Indels influencing gene expression and disease. (A) Distribution of relative frequencies (y-axis) with which variants drawn from several classes (see legend) explain a certain fraction of the variance in exonic gene expression levels (x-axis, measured by R², Pearson's correlation coefficient squared). For each variant, the exon showing the highest association was taken. Frequencies are shown relative to the distribution obtained from 100 permutations (for details, see Supplemental Information). (B) QQ plots of Spearman association P-values for coding indels by exon-level gene expression are stratified by indel length. Here, the enrichment of P-values for indels of length 1, 2, 4, and 5 relative to length 3 (green-line) is indicative of nonsense-mediated decay.
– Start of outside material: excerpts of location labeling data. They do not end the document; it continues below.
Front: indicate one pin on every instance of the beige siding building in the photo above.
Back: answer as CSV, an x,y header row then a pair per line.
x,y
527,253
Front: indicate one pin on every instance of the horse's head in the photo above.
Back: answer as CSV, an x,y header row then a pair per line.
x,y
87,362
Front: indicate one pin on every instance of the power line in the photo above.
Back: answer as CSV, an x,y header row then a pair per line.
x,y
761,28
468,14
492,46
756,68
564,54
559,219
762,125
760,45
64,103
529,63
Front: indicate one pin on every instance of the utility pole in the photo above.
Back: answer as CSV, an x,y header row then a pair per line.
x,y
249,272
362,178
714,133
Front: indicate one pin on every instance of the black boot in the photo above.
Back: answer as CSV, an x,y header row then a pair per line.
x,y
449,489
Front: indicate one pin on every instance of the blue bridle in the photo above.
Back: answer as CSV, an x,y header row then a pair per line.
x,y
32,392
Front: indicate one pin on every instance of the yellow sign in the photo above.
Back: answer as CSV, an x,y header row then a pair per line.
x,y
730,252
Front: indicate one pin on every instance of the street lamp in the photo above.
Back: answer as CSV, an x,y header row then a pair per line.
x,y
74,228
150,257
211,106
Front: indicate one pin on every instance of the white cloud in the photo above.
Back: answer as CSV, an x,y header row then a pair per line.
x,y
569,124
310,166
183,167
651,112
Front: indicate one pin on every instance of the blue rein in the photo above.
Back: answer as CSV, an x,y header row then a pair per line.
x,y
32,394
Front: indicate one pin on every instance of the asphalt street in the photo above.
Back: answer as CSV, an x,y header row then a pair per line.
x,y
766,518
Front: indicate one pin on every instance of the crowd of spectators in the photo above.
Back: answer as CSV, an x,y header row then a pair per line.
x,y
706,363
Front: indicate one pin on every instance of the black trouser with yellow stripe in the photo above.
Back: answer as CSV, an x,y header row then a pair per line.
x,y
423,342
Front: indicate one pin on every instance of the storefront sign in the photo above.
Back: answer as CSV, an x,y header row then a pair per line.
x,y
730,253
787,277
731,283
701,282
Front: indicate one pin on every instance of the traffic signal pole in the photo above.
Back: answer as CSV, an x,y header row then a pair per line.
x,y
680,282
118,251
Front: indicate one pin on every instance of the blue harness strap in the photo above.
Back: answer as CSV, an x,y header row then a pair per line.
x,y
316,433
For associations at an FDR of 0.20, this difference trended to significance for polarized indels (P = 0.10) and was significant for polarized and slippage indels (P = 0.04). (C) QQ plots of the distribution of linkage (r²) between GWA variants and nearby protein-coding variants (y-axis; four classes of variants), against a background distribution obtained from randomly drawn SNPs chosen to be controlled for excess linkage, and frequency-matched and chromosome-matched with the set of GWA SNPs (x-axis) (Supplemental Information). The central line and standard errors of these QQ curves were obtained by repeating the procedure 100 times. The SNP and indel r² distributions and standard errors (displayed as a cloud) tracked each other across all observed values.